A bookshop is a precious thing: a treasure trove of stories, worlds and adventures waiting to be uncovered. Finding a new one when you’re travelling is a thrilling experience and shouting about it is like bookworm philanthropy. So, here goes…
I recently spent a weekend in Prague exploring the ancient cobbled streets of this beautiful city. After taking part in a free walking tour, I scoured the tour company’s city guide for places to explore and grab a bite to eat without being robbed. Tucked away between the adverts, safety guides and Czech language tips, was the Globe Bookshop.
It was listed under the food and drink section as a place to get good food for just a few crowns. But, what it also held within its hallowed walls was Prague’s first English language bookshop. Described as the “literary epicentre” for the city’s expats, it drew me in immediately and I knew I had to visit. The fact it was on the same block as my hotel was a serendipitous sign I could not ignore.
Shelves of magic
The bookshop section of this trendy ensemble is fairly small, but packed with bookish goodness. The serving counter sits a few feet high above the floor, giving the bookseller a perfect perch from which to guard the tomes within.

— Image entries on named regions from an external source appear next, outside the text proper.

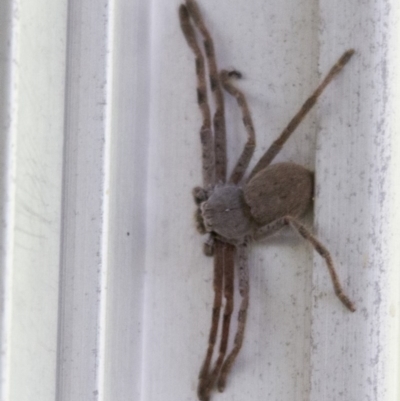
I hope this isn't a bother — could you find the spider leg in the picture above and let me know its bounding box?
[199,244,236,400]
[197,240,225,400]
[179,4,215,188]
[248,49,354,180]
[256,216,356,312]
[220,70,256,184]
[217,241,249,392]
[186,0,227,182]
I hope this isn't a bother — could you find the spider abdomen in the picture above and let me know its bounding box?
[243,163,313,226]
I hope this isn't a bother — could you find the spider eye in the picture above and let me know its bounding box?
[192,187,208,205]
[194,207,207,234]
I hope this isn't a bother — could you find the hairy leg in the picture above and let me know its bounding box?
[248,49,354,180]
[255,216,356,312]
[217,242,249,392]
[186,0,227,182]
[198,244,236,400]
[179,4,215,188]
[220,70,256,184]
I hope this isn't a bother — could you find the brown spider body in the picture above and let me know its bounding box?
[198,163,313,244]
[179,0,355,401]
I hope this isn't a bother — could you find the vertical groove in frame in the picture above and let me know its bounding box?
[56,0,114,401]
[0,0,19,401]
[97,0,115,400]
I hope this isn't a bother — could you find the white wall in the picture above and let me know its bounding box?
[0,0,400,401]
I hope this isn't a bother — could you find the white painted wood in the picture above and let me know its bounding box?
[0,0,400,401]
[0,0,66,401]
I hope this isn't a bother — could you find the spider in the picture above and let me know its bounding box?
[179,0,355,401]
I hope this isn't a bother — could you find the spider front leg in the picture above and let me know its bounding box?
[220,70,256,184]
[217,240,250,392]
[186,0,227,182]
[198,243,236,401]
[179,4,215,188]
[248,49,354,180]
[255,216,356,312]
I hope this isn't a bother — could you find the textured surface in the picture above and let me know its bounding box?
[0,0,400,401]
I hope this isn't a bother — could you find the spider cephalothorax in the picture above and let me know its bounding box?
[179,0,355,401]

Tables strewn with classics and contemporary titles sit on a huge vintage rug, while the walls are filled from floor to ceiling with perfectly stacked books. There are a few nooks for reading and writing, and corners decorated with specialist displays.
Stairway to heaven
A wrought iron ladder leads up to a second floor that features more bookshelves and table displays. From there, you can look down upon the glory of the ground floor and take in the full expanse of this book-filled land.
Many of these books sit on my shelves at home. I’d read several of them, was familiar with a lot of the others or could easily pick up the newly discovered ones in my local Waterstones.
But, there’s something strangely satisfying about discovering something so familiar in a foreign land. Like the H&M clothes I buy outside the UK (even though the exact same stock is available from my nearest high street), there’s a tingling thrill to importing a book across a border. Those bought there will forever have an exotic quality despite being just as easily purchased on a Saturday afternoon in my hometown. What can I say, I’m an old romantic?
The cafe and bar provide sustenance for famished readers. The menu is quirky but satisfying and the drinks are very reasonably priced.
An outdoor courtyard allows you to enjoy an alfresco read shaded from the baking Czech heat, comfortably nestled at one of the Parisian-style coffee tables. I saw a guy there two days in a row who embodied the very essence of European hipster: hand-rolled cigarettes; unkempt man-bun; skinny jeans; backpack; and a thin, dog-earred book that screamed Hemingway.
Once I’d discovered this little gem, I had to go back to spend my last hours in the city in its secluded courtyard. You really must visit if you’re in Prague.
Just make sure you’re there on a Monday night so you can enjoy the literature quiz.